Roger Riggs Roger.Riggs at Oracle.com
Mon May 9 18:10:45 UTC 2016


Hi Martin,

I added a link to these notes to the JDK-8144531 
<https://bugs.openjdk.java.net/browse/JDK-8144531> Cleanup of Cleaner 
implementation.

I'm not sure I understand what

"a CompletableFuture-based API for cleanup actions."

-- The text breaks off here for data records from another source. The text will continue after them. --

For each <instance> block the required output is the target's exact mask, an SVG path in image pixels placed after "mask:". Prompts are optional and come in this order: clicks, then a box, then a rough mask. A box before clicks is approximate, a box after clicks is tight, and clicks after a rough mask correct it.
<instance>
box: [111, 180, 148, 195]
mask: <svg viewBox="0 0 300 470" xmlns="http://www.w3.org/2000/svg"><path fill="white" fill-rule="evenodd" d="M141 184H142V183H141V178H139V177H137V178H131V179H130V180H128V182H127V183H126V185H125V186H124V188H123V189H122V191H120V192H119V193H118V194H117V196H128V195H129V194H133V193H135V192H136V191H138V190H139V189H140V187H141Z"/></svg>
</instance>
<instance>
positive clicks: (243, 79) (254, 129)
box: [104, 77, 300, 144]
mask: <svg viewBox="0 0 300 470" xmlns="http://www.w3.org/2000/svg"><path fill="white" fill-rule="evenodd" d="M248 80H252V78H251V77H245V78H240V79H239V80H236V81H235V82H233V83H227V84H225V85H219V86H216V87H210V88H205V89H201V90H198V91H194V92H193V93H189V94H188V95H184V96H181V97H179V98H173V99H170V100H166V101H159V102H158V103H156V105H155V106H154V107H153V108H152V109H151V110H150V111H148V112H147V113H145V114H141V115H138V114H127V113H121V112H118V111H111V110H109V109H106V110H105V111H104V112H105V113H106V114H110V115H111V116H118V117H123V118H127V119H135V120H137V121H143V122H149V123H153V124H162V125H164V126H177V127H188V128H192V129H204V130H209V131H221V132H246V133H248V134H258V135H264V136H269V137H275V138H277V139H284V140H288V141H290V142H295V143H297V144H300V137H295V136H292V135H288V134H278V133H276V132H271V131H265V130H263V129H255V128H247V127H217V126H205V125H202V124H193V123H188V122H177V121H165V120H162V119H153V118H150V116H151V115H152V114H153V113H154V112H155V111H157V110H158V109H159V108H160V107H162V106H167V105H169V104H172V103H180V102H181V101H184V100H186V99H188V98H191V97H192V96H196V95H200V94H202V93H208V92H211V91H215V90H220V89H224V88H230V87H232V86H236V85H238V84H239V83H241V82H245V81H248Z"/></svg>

would look like or how it would be used.

Thanks, Roger


On 5/9/2016 12:34 PM, Martin Buchholz wrote:
> I haven't been following along with the long review thread, but I took
> a look at the new Cleaner stuff and have some belated comments:
>
> ---
>
> Please add missing semicolon:
>   *        private final Cleaner.Cleanable cleanable
>
> ---
>
> The below looks non-sensical; maybe should return EV_CLEAR if some
> clearing, not cleaning, should occur?
>
>           * @return EV_CLEAR if the cleanup should occur;
>           *         EV_CLEAN if the cleanup should occur;
>
> ---
>
>          private final int hash;
>          private final ConcurrentHashMap<WeakKey<K>, ?> map;
>          Cleaner.Cleanable cleanable;
>
> Why isn't cleanable also private final?
>
> ---
>
>          Assert.assertEquals(map.get(k2), data, "value should be found
> in the map");
>          key = null;
>          System.gc();
>          Assert.assertNotEquals(map.get(k2), data, "value should not be
> found in the map");
>
> I initially expected this to fail at least intermittently because a
> cleaner may not yet have removed the entry from the map.
>
> Why aren't we calling whitebox.fullGC() everywhere where System.gc()
> is being called?
>
> What's particularly confusing here is that the WeakKey is not actually
> surely removed from the map, but instead two WeakKeys that may have
> been equal become non-equal when they get cleared by the gc.  Which is
> generally bad practice.  Which suggests we wouldn't implement a real
> public concurrent map of weak keys this way.
>
> ---
>
> WeakCleanable and friends are defined in jdk.internal, don't appear to
> be used at all, and since there are fields in CleanerImpl, they impose
> a hidden tax on all users of Cleaner.  I don't see why there is both
> WeakCleanable (using subclassing) and WeakCleanableRef (using a
> provided Runnable).  Is a compelling use case for WeakCleanables
> forthcoming?
>
> ---
>
> I keep vaguely hoping to see a CompletableFuture-based API for cleanup actions.